How can we use a stream of RGB-D video data to inform a visually impaired person about their environment through coherent and actionable language generated by an LLM?

Proposed Approach

We employ object detection to identify and localize objects within the scene. Depth information is combined with these detections and processed to derive spatial positions. This data is then passed to an LLM, enabling contextual reasoning and temporal awareness to generate user-friendly descriptions.

Key benefits of this approach include:

Efficiency: Lightweight object detection is used instead of computationally heavy vision-language models (VLMs).
Scalability: Temporal data integration ensures coherent scene descriptions.

The image below shows an example of the pipeline and framework, with the navigation module pipeline within the maroon box.

System Modules

Workflow:
- Images are captured via an Intel RealSense L515 LiDAR camera.
- Objects are detected using YOLOv11, and their 3D spatial positions are computed.
- This spatial data is processed into textual descriptions via a custom proximity map.
- An LLM queries the last 15 seconds of data to generate clear and concise updates.

2. Visual Question Answering

Allows users to query static scenes interactively using the BLIP package to gain more in-depth information.

3. Scene Description

Uses the BLIP model to provide general captions for scenes, offering quick overviews for static environments.

Experimental Results

To evaluate the system, we conducted user preference surveys comparing responses generated by:

A standalone Vision-Language Model (VLM).
The proposed navigation module integrated with an LLM.

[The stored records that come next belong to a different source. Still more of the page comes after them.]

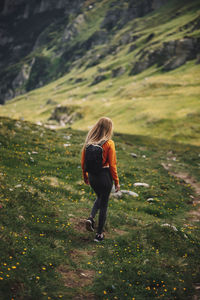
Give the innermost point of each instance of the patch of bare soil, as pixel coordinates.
(78, 224)
(115, 231)
(53, 181)
(78, 255)
(76, 278)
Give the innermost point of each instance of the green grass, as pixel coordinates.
(44, 247)
(152, 103)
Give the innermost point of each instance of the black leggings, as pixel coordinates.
(102, 185)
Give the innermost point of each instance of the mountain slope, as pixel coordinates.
(138, 63)
(151, 249)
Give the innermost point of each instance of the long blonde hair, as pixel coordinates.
(101, 131)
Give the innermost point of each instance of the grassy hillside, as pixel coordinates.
(46, 252)
(152, 103)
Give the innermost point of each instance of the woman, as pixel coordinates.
(101, 183)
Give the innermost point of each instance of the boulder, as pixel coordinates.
(98, 79)
(141, 184)
(118, 71)
(133, 155)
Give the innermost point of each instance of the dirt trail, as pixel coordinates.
(194, 214)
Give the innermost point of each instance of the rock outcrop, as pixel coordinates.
(65, 114)
(169, 56)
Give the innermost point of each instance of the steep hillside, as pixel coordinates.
(136, 61)
(151, 249)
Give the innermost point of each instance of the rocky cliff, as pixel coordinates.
(42, 40)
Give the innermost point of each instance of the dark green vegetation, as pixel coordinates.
(46, 252)
(134, 61)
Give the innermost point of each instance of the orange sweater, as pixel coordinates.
(109, 160)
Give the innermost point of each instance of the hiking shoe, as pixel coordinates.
(89, 224)
(99, 237)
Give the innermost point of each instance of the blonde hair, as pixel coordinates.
(101, 131)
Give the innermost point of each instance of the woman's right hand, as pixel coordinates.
(117, 188)
(86, 180)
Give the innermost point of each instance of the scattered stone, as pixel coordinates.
(98, 79)
(39, 123)
(118, 72)
(146, 261)
(150, 200)
(141, 184)
(67, 137)
(50, 102)
(117, 195)
(134, 155)
(169, 225)
(18, 185)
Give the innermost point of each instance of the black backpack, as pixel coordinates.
(94, 158)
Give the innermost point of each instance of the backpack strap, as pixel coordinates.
(102, 142)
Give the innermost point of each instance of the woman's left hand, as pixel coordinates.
(86, 181)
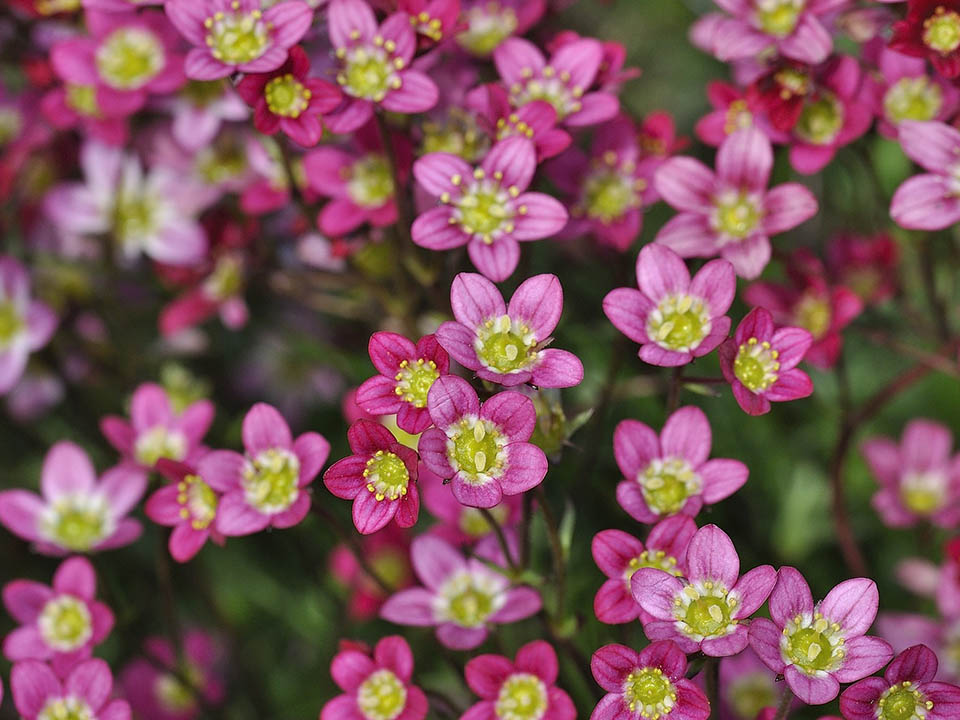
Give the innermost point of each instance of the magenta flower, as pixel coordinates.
(380, 477)
(648, 684)
(919, 479)
(26, 325)
(287, 99)
(564, 80)
(504, 343)
(486, 208)
(128, 58)
(705, 610)
(675, 319)
(407, 372)
(155, 431)
(523, 688)
(266, 487)
(374, 65)
(39, 695)
(817, 647)
(77, 512)
(671, 474)
(238, 35)
(760, 362)
(376, 687)
(59, 624)
(188, 504)
(619, 555)
(483, 448)
(730, 213)
(154, 684)
(462, 597)
(906, 687)
(929, 201)
(792, 28)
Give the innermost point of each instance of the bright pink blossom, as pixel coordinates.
(59, 624)
(505, 343)
(525, 687)
(929, 201)
(919, 478)
(487, 208)
(38, 694)
(155, 431)
(817, 647)
(374, 65)
(26, 325)
(376, 686)
(76, 512)
(565, 80)
(250, 36)
(484, 449)
(619, 555)
(675, 319)
(267, 486)
(380, 477)
(646, 684)
(705, 610)
(730, 212)
(288, 99)
(407, 372)
(461, 597)
(760, 362)
(907, 682)
(671, 474)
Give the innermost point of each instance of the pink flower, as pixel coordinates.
(619, 555)
(730, 213)
(26, 325)
(266, 487)
(817, 647)
(929, 201)
(238, 35)
(154, 684)
(360, 184)
(504, 344)
(128, 58)
(919, 479)
(462, 597)
(906, 683)
(705, 610)
(77, 512)
(608, 189)
(760, 362)
(38, 694)
(155, 431)
(792, 28)
(407, 372)
(376, 687)
(380, 477)
(525, 687)
(461, 525)
(648, 684)
(811, 303)
(188, 504)
(374, 65)
(486, 208)
(484, 449)
(565, 80)
(287, 99)
(670, 474)
(150, 213)
(61, 624)
(675, 319)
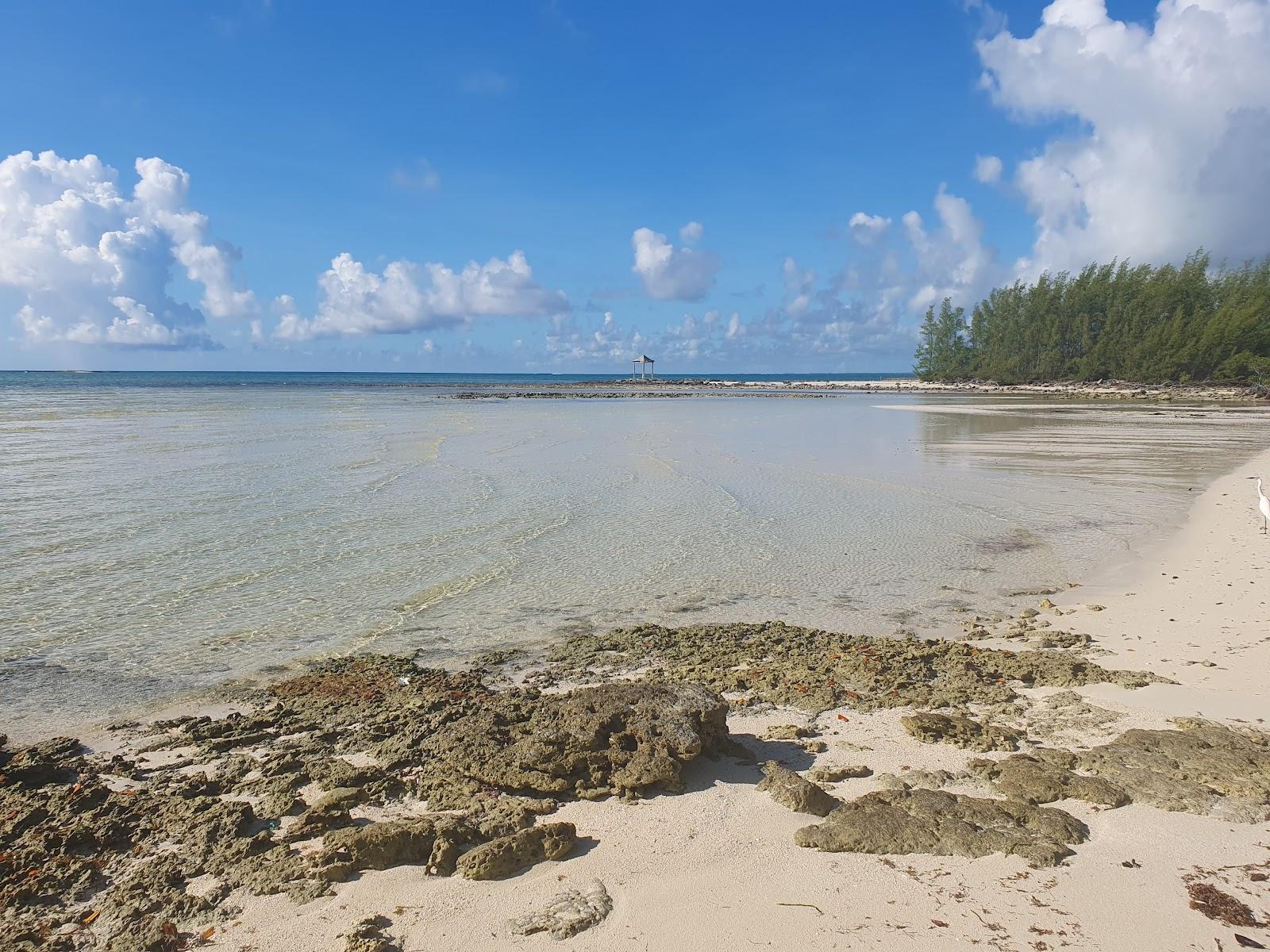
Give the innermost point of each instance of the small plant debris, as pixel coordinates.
(1218, 905)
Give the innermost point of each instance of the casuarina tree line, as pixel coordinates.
(1149, 324)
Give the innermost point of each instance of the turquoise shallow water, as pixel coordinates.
(159, 539)
(200, 380)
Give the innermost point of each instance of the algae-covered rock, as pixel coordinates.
(1199, 768)
(832, 774)
(945, 824)
(368, 936)
(798, 793)
(622, 739)
(568, 913)
(911, 780)
(787, 731)
(963, 731)
(1043, 781)
(433, 843)
(818, 670)
(510, 854)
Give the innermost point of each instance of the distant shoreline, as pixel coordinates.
(705, 386)
(1108, 390)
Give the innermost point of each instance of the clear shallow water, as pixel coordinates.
(159, 539)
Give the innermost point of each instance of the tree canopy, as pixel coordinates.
(1149, 324)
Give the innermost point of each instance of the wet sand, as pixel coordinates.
(719, 865)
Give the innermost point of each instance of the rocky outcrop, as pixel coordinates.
(798, 793)
(945, 824)
(962, 731)
(1199, 768)
(518, 850)
(1045, 777)
(819, 670)
(568, 913)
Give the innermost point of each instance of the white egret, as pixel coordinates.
(1263, 505)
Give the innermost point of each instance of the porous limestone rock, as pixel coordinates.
(945, 824)
(507, 856)
(931, 727)
(798, 793)
(568, 913)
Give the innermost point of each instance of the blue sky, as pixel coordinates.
(291, 133)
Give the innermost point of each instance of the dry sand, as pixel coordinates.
(717, 867)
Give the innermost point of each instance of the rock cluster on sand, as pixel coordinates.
(798, 793)
(963, 731)
(818, 670)
(945, 824)
(368, 936)
(568, 913)
(1045, 777)
(370, 763)
(117, 842)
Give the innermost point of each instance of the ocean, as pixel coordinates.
(163, 533)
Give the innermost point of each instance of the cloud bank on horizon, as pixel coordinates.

Participants reviewed side-by-side video outputs and rated the usefulness of each system on a scale of 1–5.

Main Findings

Strengths:
- The LLM demonstrated exceptional coherence in reasoning based on object labels and spatial data.
- Textual descriptions significantly enhanced the model’s usability for navigation tasks.
Challenges:
- Limited replicability due to proprietary models and hardware dependencies.
- Small evaluation sample (22 data points) restricts broader conclusions.

Potential Impact

This work represents a promising step forward in assistive technology by combining AI and robotics to provide greater independence and safety for visually impaired individuals. It has potential applications for assistive tech companies and researchers seeking to develop advanced human-centric systems.

Limitations and Future Work

Hardware Constraints: The Intel RealSense L515 is limited to indoor environments and objects within 9 meters.
Object Detection: The YOLO model is restricted to 80 predefined classes, leading to occasional inaccuracies.
Inference Timing: Fixed time windows limit responsiveness; context-aware inferences could address this.

Future improvements may include integrating IMU data, dynamic time windows, and open-source alternatives to enhance replicability and scalability.

Collaboration

This project was developed in collaboration with Mohit Yadav, Abbas Booshehrain, and Ruolei Zeng, fellow students at the University of Minnesota.